Habemus Papam! His Holiness Benedict XVI (Cardinal Joseph Ratzinger of Germany) now leads the Roman Catholic Church. He has chosen as his role model Pope Benedict XV (1914-1922) who reigned during the difficult years of World War I. Perhaps the principal concerns of Benedict XV will also be that of the new Pope, and this forbodes well for the Church and the world.

Benedict XV was a man of peace. In the spirit of the Dutch and Scandinavian socialists, Benedict XV (Santiago della Chiesa of Bologna) used his extensive diplomatic skills to bring the Triple Alliance and the Triple Entente to the table to negotiate peace based on justice and equality, “without annexations and indemnities, on the basis of the self-determination of peoples”. The papal and socialist proposals were rejected by the Central Powers to the sadness of the Pope and socialist parties all over the world.

I pray the new Pope will also try to muster and release the faith and even material resources of the Church to rally all of good will to bring today’s warring nations to negotiate peace, and end monopoly capitalist globalization, revisionist socialism, and militarism that promote war and oppression of peoples. May he succeed where Benedict XV failed.

Benedict XV had great concern for the victims of war, especially war prisoners. He ordered the organization of Church-based “comites del hambre” to see to the needs of the people of Lithuania and Poland. He sent more than 10 million lires were sent to the hungry of central Europe. Papal offices worked for exchange of prisoners.

The new Pope, I’m sure has a big heart for the poor, deprived and oppressed of the world and will perhaps exceed the record of his predecessors in alleviating poverty and eroding, if not eliminating, its root causes. The poor of war torn areas of the world will have his attention.

Benedict XVI will perhaps surpass the excellent record of Benedict XV and John Paul II in political diplomacy and establishing and strengthening Vatican/Church-State relations for the promotion of human rights and development. He is aware of the great love schismatic orientals and Turks had for Benedict XV.

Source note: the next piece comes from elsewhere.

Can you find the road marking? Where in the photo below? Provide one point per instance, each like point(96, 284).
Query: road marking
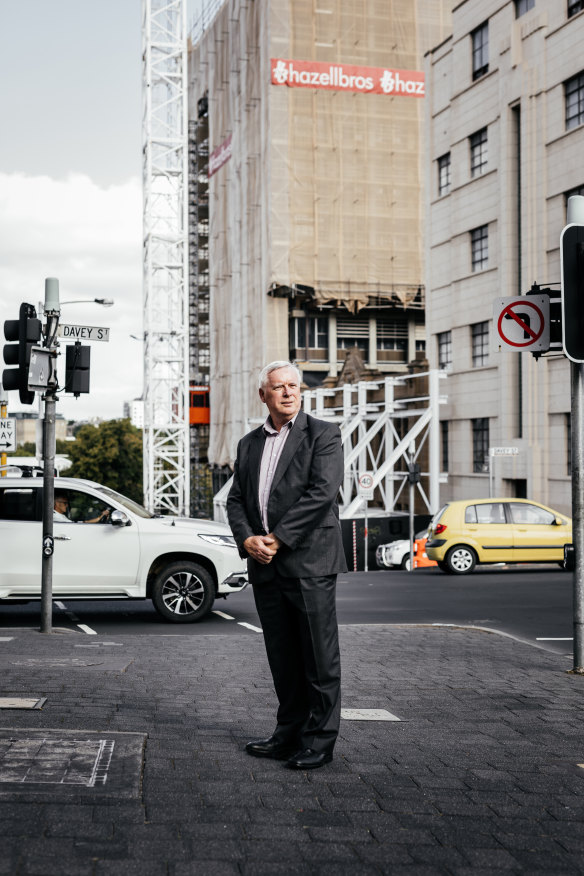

Like Benedict XV, the reign of Benedict XVI will be strongly missional in thrust. The two Popes share a great similar pet love of the Congregation for the propagation of the Faith and the Congregation for Oriental Churches.

Like his namesake, the new Pope will consolidate the internal governance of the Church in a conservative but wholesome manner. For the institutional Church should strive to be always efficient yet winsome in style of work. Benedict XVI too will stress correct observance of the Code of Canon Law and internal Church discipline. The other Benedict had promulgated the 1917 version of the Code.

But the new Pope will put his own unique stamp on the Church. His focus, I believe, will be to unite the faithful on the basics of the faith and to combat the “dictatorship of relativism,” and what I would call bourgeois postmodernism that denies the existence of absolute truths and meta-narratives that open people to the largeness of life and the world of meaning, love and service. If this is the type of so-called ideological conservatism the new Pope has, so be it. After all, being the intellectual that he is, he surely still believes in the dictum: “In essentials, unity; in debatables, liberty; in all things, charity.”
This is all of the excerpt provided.